The PCB is professionally manufactured with 4 layers. All components are SMD parts. To support own hardware development and extensions, many signals are available on jumper sockets. These connectors offer GPIO pins as well as parameter in- and outputs from the CPLD. A JTAG connector can be used to program the ARM Cortex processor.
HackRF One Circuit Description
HackRF 1 Block Diagram Frontend
HackRF One Frontend Block Diagram
Please refer to the frontend block diagram. The HackRF One board is characterised by a very high flexibility when choosing the signal path. RF switches at all critical junction points allow the selection of various components, based on user programming.
After the antenna input two MGA-81 GaAs MMIC amplifiers follow, one serves the input, the other the output path. The amplifiers ICs can be selected in and out of the signal path by RF switches (SKY13317).
The amplifier block is followed by a low-pass and a high-pass filter, which can be used to limit the signal in either path (input/output). After the filter the signal arrives at an RF mixer RFFC 5072. This mixer can be used up to 6GHz. The signal is mixed up or down, depending on user programming and finally fed to the baseband circuitry.
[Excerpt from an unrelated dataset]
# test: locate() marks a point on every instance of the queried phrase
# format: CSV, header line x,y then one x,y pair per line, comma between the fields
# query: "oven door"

Mixer and filters can be bypassed by further RF switches, allowing the IF signals to be switched directly to the amplifiers or directly to the antenna.
As baseband chip a Maxim MAX2837 component is used, which covers a frequency range of 2.3 to 2.7 GHz. The chip uses monolithic filters which provide for a very linear signal and a low noise figure. The IQ data is then passed to an ADC/DAC chip Maxim MAX5864. This ADC as well as the DAC uses has 8 bit resolution. A maximum sample rate of 20MS/s is supported by these converters. The digital signals are finally passed to a Xilinx XC2C CPLD. The entire system and all interfaces are controlled by a powerful ARM Dual Core Cortex processor (NXP LPC4320). The board further supports 1MB flash memory.